When looking for the best person for a job we often say that a person’s gifts or talents are what are most required for them to gain that position. But Jesuit Father Michael Buckley wrote a piece awhile back that challenges that assumption for the priesthood. I would challenge that this is true for nearly every vocation in life.
Take a peek at some of what Fr. Buckley offers:
There is a different question, one proper to the priesthood as of its very essence, if not uniquely proper to it: Is this man weak enough to be a priest? Is this man deficient enough so that he cannot ward off significant suffering from his life, so that he lives with a certain amount of failure, so that he feels what it is to be an average man? Is there any history of confusion, of self-doubt, of interior anguish? Has he had to deal with fear, come to terms with frustrations, or accept deflated expectations? These are critical questions and they probe for weakness. Why weakness? Because, according to Hebrews, it is in this deficiency, in this interior lack, in this weakness, that the efficacy of the ministry and priesthood of Christ lies.

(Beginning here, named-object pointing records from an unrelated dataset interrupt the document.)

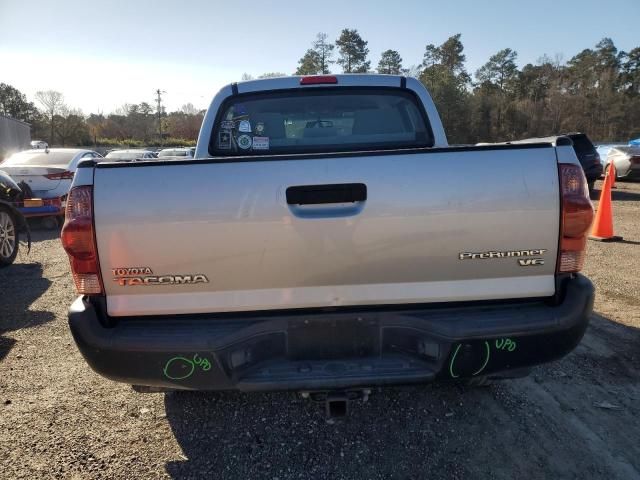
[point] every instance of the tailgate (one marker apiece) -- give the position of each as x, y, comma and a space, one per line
220, 236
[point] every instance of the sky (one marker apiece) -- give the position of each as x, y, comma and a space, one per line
104, 54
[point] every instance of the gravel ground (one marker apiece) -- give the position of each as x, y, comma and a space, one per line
577, 418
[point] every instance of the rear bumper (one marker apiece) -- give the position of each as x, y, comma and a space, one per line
332, 350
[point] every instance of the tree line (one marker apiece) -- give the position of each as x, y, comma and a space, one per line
132, 125
597, 91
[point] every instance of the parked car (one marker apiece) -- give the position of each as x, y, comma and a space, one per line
39, 144
175, 153
331, 245
130, 155
12, 222
587, 155
626, 160
48, 172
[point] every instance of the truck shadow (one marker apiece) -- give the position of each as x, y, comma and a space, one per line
20, 285
442, 430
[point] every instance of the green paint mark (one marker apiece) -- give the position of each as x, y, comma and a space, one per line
178, 368
202, 362
506, 344
484, 365
181, 368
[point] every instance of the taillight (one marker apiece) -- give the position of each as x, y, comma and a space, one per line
319, 79
78, 240
67, 175
577, 214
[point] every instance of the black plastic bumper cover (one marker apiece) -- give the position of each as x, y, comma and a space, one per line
332, 350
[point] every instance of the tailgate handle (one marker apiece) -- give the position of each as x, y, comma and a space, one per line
333, 193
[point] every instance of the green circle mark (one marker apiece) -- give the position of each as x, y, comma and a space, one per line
453, 360
190, 367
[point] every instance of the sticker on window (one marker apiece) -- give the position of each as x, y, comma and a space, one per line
245, 126
261, 143
244, 142
224, 140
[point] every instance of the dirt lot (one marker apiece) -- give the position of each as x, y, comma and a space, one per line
578, 418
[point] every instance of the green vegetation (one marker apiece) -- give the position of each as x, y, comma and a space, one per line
596, 91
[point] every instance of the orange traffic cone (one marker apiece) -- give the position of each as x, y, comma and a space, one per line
602, 230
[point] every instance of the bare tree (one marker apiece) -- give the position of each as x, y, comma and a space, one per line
53, 102
189, 109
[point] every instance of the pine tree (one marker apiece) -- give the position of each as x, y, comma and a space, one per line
353, 52
309, 64
390, 63
324, 51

So true. Our failures tell us far more about ourselves than our successes often do. When we see ourselves as small we often are then able to access where we can be most useful to others and we learn of our gifts and talents in a new way…through our weaknesses.

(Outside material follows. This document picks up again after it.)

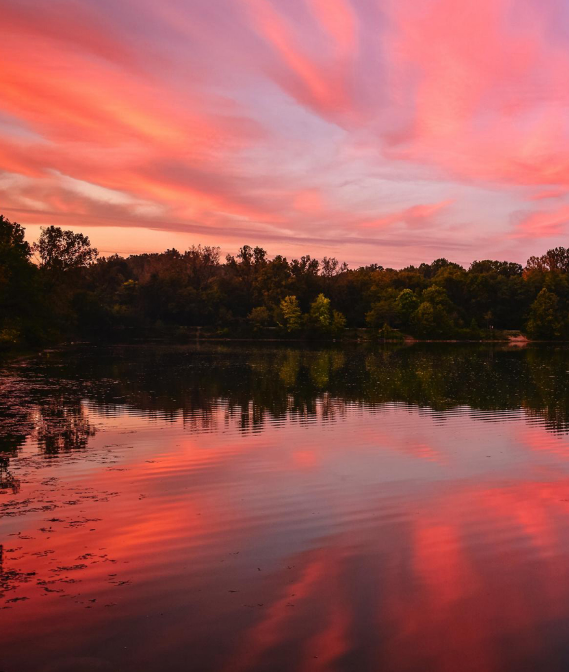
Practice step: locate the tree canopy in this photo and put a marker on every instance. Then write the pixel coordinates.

Two great examples from my own life:
So I enter a medical school three times a week on campus. And I realize that quite often intellectually, I’m the dumbest person in the room. These folks have better grades, better test scores and their brain probably can process information better than mine.
However, I still have something to offer them as a minister. How many of them can’t cry with a patient, or show sympathy or empathy? How many of them don’t like people and need to get their heads out of the book and into thinking on their feet—all things that I do very well.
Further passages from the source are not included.